源義朝の六男。源頼朝の異母弟で、母は遠江国の遊女とされている。
彼ほど歴史で不当に低く扱われてきた武将はいない。
彼にとっての最大の不幸は弟に九郎義経がいたこと。
平家攻めの総大将は範頼で義経は一部隊の司令官に過ぎない。
平家物語が伝説を吹聴し過ぎたため、義経の評価は肥大化して範頼は凡将として当然のように扱われてきた。
「鎌倉殿」で蒲殿として親しまれてきた範頼が終焉を迎える日。
その最期の地「修善寺」で範頼を演じた迫田孝也さんのトークショーが開催された。
品川から「こだま」で三島下車。伊豆急行に乗り換えて30分。
都内から1時間半と修善寺は意外に近場だった。
修善寺駅からバスで修善寺に到着。
この寺を中心にコンパクトに町が形成され史跡が点在し、また温泉宿や日帰り温泉もあり、訪れやすい観光地となっている。
まず、範頼が幽閉されたと言う修善寺へ。
頼朝の子「頼家」もここに幽閉されている。
ドラマでは頼家の地位を盤石にするため範頼は頼朝に排除されるが、結局頼家も権力闘争に巻き込まれて頼朝の死後ここに幽閉されるのは皮肉。
トークショーでは迫田氏から「範頼が修善寺に幽閉されたのは修善寺を流れる桂川から狩野川に下ると北条の領地となり、頼朝に命じられた北条家が監視しやすい立地」だからと言う鋭いがコメントが話された。
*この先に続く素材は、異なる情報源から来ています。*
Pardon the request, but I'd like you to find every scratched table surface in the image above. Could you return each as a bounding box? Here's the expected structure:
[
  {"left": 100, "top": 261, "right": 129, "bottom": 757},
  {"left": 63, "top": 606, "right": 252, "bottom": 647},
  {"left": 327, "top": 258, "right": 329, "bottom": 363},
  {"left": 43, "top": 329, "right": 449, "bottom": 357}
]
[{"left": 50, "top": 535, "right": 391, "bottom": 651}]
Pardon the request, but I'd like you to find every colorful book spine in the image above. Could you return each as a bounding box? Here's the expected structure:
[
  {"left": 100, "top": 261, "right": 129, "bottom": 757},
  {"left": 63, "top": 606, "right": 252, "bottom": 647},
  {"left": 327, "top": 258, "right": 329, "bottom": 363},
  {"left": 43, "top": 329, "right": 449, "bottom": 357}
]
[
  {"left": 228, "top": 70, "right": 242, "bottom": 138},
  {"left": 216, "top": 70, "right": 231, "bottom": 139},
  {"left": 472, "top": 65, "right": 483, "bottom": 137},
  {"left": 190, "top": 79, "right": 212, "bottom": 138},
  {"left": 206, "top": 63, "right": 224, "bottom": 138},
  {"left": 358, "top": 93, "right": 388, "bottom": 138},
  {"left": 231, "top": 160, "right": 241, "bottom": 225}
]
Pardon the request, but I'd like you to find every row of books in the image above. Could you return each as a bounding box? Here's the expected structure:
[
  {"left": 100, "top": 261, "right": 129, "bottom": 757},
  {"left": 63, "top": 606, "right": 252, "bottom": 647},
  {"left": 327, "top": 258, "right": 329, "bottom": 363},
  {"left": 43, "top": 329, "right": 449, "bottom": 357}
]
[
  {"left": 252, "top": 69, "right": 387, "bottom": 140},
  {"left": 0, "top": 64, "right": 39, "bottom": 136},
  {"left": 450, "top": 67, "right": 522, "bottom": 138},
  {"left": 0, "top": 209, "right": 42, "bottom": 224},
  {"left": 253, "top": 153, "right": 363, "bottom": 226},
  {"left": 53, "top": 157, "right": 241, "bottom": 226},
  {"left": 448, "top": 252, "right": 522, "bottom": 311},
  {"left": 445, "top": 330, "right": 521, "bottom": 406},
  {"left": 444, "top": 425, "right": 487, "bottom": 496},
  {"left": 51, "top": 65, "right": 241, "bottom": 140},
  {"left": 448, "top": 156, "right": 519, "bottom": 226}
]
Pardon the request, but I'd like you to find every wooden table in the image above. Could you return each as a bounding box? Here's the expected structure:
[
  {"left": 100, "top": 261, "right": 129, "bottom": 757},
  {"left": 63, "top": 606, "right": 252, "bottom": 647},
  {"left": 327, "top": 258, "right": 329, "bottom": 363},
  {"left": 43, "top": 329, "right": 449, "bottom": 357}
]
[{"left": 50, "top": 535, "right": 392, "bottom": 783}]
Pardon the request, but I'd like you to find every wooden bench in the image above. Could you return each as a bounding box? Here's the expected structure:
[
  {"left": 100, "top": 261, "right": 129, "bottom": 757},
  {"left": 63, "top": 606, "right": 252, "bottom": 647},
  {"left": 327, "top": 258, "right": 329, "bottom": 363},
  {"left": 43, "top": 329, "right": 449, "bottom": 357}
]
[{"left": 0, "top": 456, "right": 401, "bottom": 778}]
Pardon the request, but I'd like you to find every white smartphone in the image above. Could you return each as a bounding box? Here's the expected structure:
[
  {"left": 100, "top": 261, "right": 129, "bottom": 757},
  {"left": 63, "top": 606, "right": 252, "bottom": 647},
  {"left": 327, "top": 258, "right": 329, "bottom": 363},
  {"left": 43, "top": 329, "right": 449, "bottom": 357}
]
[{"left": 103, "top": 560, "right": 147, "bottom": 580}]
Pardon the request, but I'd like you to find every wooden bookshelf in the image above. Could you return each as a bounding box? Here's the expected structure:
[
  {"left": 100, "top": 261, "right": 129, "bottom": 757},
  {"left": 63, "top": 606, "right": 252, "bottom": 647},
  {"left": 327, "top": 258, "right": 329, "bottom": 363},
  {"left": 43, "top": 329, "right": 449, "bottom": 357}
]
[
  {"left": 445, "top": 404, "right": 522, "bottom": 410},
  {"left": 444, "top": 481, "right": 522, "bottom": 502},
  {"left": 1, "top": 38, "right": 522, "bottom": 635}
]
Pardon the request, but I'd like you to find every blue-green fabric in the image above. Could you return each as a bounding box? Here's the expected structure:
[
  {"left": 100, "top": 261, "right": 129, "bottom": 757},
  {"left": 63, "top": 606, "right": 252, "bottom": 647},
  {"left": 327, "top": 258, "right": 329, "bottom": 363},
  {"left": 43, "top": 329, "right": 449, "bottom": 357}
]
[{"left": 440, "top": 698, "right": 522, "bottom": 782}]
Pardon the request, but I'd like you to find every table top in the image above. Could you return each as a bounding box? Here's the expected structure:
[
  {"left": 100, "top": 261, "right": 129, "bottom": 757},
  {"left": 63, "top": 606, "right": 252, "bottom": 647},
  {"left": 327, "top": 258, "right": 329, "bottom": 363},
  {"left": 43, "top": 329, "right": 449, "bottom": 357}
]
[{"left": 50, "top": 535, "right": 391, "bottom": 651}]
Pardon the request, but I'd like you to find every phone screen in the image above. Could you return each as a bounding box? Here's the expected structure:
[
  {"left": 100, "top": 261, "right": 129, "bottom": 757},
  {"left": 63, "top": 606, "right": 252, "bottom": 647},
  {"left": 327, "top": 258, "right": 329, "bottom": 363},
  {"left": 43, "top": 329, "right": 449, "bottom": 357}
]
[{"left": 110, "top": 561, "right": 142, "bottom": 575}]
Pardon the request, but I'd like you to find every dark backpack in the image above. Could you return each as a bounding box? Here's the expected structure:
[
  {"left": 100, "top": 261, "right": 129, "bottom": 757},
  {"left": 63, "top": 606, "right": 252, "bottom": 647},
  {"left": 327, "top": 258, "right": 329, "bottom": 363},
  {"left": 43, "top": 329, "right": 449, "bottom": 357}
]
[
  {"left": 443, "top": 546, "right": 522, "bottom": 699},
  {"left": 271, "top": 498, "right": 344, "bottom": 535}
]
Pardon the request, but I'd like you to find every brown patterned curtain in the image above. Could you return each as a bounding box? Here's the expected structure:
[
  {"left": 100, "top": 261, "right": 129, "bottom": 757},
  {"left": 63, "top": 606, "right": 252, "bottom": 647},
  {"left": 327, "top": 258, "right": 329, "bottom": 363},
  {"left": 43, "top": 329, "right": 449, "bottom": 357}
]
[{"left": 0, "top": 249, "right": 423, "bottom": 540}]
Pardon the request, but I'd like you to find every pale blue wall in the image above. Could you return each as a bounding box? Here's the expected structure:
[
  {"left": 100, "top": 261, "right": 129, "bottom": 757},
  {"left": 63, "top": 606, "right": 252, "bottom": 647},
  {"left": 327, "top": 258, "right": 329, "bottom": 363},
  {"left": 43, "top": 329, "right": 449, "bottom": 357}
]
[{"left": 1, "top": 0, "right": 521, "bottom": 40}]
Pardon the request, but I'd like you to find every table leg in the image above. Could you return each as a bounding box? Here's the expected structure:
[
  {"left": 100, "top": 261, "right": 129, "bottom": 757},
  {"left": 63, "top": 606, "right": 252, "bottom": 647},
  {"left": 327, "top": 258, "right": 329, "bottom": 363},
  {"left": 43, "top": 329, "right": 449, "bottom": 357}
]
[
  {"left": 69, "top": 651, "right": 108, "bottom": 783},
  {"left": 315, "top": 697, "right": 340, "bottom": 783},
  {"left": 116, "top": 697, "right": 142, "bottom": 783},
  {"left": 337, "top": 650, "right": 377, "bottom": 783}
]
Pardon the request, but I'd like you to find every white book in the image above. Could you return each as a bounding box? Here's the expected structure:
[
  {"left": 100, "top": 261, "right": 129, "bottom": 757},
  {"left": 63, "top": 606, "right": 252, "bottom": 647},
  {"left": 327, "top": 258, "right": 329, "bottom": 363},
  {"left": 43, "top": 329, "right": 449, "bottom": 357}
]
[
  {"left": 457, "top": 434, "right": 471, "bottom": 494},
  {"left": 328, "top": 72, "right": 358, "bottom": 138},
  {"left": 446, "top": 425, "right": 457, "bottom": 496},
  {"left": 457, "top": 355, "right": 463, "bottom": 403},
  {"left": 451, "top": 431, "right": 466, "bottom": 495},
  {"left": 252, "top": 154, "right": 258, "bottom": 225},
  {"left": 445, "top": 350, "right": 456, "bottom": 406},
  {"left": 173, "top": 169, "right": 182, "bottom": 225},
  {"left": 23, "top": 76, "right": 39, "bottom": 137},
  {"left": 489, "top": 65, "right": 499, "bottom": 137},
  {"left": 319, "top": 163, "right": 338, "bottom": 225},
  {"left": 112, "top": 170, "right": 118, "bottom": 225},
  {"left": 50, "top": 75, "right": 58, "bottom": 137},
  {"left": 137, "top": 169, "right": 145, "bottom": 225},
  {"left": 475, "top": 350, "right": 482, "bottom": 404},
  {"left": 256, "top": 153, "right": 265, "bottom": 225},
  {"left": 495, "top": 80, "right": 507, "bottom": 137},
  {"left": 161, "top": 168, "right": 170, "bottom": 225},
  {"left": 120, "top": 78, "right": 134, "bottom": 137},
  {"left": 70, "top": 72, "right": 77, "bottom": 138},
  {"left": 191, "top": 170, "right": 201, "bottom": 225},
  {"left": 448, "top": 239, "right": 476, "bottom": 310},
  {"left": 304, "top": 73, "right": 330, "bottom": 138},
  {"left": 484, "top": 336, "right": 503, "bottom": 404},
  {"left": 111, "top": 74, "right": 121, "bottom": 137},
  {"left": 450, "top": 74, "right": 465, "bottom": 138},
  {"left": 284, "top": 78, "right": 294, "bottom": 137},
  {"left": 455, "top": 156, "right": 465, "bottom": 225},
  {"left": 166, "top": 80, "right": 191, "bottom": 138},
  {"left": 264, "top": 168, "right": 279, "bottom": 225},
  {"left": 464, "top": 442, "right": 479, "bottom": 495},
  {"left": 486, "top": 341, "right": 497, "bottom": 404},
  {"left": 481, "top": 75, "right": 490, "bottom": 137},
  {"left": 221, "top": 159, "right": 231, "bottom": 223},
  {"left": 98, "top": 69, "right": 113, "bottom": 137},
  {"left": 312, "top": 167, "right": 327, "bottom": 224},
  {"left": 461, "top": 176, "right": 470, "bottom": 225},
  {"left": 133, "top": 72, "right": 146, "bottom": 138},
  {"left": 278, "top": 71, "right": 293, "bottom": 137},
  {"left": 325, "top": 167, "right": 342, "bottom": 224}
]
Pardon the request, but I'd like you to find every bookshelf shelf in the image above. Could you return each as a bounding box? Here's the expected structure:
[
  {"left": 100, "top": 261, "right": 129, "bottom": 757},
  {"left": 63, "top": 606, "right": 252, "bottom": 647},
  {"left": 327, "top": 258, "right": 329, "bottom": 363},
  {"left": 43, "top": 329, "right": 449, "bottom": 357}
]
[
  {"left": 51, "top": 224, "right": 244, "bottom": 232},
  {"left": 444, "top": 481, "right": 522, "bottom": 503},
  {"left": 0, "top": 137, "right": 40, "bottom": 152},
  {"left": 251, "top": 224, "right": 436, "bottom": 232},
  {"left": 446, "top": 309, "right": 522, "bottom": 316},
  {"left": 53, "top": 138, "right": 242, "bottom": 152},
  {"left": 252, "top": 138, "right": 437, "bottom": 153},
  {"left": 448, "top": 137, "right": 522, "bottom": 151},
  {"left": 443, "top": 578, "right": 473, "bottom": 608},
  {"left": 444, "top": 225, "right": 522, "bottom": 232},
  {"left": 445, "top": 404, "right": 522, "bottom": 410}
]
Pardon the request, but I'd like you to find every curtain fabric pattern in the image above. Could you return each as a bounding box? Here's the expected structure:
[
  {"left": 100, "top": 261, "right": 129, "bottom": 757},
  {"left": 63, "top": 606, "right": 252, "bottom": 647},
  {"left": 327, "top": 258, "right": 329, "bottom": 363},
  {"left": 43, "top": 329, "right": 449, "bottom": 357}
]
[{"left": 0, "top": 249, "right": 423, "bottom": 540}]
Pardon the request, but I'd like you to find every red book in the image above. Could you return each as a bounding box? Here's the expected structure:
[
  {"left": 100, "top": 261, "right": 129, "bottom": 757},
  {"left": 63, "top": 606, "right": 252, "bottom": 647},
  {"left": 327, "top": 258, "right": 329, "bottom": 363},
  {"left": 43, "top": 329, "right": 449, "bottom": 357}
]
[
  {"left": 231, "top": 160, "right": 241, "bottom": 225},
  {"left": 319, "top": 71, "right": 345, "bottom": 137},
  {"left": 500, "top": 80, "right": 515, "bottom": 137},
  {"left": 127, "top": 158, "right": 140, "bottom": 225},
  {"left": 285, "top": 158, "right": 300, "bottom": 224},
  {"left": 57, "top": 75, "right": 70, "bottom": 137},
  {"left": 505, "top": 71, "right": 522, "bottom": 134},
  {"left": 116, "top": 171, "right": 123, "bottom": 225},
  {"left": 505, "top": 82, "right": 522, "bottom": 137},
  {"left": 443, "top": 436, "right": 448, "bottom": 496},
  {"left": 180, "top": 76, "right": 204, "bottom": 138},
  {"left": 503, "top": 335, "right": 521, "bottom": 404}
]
範頼役の迫田氏は歴史を良く勉強されている様子。
真田丸から数年を経て性格俳優として最近は売れっ子の感がある迫田氏。
範頼役も抑制の効いた演技の中にキラッと光る名演技を見せてくれた。
初登場回の「道に迷った」の場面では自分が出過ぎたと反省し、軌道修正し自分を抑えた演技プランにしたと。
真っ直ぐで実直で裏のない性格。
それでいて勇敢さもあり、彼が生きていたら頼朝死後も源氏は安泰だったと思わせてしまう範頼を見事に作り出した。
修善寺から10分ほどで歩くと山の中腹に範頼の墓がある。
ドラマでは書状に「源」と書いたことを大江広元に咎められことが失脚の原因となっていたが、墓銘碑には「従五位下 参河守 源範頼公墓」としっかりと記載されていた。
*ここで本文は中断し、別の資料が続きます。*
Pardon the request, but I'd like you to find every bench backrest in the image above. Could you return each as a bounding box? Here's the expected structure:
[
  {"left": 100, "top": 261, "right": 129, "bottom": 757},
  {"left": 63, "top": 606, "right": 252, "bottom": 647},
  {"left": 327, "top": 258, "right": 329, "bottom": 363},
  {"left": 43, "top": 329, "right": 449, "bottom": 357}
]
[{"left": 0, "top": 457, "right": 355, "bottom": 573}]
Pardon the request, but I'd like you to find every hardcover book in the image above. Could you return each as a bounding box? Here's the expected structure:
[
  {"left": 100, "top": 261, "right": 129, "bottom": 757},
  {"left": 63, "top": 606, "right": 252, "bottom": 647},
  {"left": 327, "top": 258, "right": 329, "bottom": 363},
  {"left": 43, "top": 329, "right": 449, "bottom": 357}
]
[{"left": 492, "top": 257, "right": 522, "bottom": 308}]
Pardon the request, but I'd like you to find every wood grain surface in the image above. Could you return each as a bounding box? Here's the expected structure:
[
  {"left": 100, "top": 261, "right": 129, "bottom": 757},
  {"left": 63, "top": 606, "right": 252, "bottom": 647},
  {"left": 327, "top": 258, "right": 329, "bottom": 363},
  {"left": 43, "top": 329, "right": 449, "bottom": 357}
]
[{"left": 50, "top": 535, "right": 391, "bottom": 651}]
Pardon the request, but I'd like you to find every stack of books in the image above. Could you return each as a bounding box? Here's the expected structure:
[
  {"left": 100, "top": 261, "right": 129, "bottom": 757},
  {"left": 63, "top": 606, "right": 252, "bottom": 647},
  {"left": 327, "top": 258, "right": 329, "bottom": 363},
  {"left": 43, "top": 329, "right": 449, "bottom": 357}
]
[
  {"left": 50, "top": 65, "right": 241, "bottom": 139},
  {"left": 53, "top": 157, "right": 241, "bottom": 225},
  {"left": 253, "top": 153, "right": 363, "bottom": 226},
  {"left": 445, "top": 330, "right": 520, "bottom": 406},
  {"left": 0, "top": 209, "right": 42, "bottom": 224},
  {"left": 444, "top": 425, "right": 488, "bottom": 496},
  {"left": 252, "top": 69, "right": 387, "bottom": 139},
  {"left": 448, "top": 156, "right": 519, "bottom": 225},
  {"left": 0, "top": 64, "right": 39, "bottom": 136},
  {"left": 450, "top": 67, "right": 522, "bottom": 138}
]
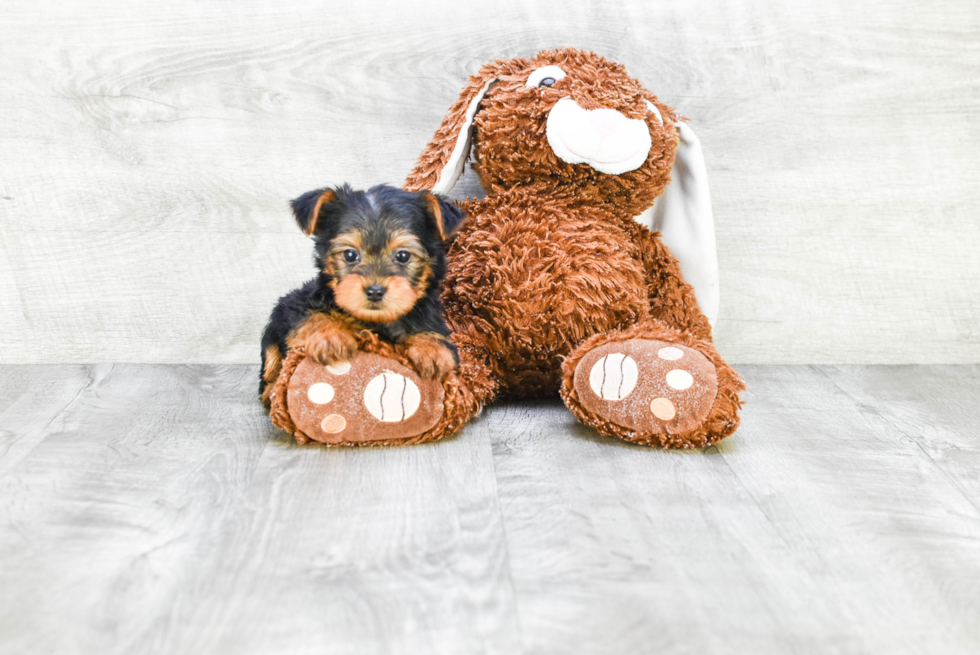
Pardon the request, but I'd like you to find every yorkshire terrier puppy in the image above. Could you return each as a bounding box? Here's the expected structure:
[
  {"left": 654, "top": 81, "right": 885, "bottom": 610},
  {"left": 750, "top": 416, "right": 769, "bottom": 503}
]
[{"left": 259, "top": 184, "right": 464, "bottom": 405}]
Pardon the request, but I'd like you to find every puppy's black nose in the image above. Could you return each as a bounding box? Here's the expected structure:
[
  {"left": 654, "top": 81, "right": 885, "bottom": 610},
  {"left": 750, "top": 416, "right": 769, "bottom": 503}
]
[{"left": 365, "top": 284, "right": 386, "bottom": 302}]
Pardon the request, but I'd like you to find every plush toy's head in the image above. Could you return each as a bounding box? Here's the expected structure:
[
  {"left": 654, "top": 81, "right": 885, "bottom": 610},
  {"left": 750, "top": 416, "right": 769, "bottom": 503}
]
[
  {"left": 409, "top": 48, "right": 680, "bottom": 219},
  {"left": 407, "top": 47, "right": 721, "bottom": 326}
]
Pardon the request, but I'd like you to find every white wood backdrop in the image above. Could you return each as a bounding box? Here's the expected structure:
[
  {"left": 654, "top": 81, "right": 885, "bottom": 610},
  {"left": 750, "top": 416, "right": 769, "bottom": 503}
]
[{"left": 1, "top": 0, "right": 978, "bottom": 364}]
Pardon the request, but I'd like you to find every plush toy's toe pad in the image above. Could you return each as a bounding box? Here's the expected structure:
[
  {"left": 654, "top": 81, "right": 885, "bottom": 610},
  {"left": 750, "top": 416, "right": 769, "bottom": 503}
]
[
  {"left": 287, "top": 352, "right": 444, "bottom": 445},
  {"left": 573, "top": 339, "right": 718, "bottom": 435}
]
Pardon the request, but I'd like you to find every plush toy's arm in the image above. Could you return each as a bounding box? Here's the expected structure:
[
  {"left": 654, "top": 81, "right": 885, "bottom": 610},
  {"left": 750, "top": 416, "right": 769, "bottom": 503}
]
[{"left": 630, "top": 223, "right": 713, "bottom": 342}]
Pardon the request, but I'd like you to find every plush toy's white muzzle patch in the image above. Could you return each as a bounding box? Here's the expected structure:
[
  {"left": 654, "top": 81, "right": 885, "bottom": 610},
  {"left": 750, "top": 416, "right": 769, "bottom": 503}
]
[{"left": 545, "top": 97, "right": 652, "bottom": 175}]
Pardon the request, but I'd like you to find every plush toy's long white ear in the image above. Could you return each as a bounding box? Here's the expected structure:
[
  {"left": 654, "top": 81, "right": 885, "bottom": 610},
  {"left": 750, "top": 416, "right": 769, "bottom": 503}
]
[
  {"left": 432, "top": 78, "right": 495, "bottom": 194},
  {"left": 634, "top": 122, "right": 719, "bottom": 327},
  {"left": 405, "top": 72, "right": 498, "bottom": 194}
]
迫田氏の名演により歴史の中では目立たない存在だった範頼がここまでクローズアップされたのは感謝しかない。
義経でさえ描かれなかった死に様がしっかりと刻印されたのも印象的。
大河での範頼が生き延びていたら、源氏の幕府も続いていたと思ってしまうほどだった。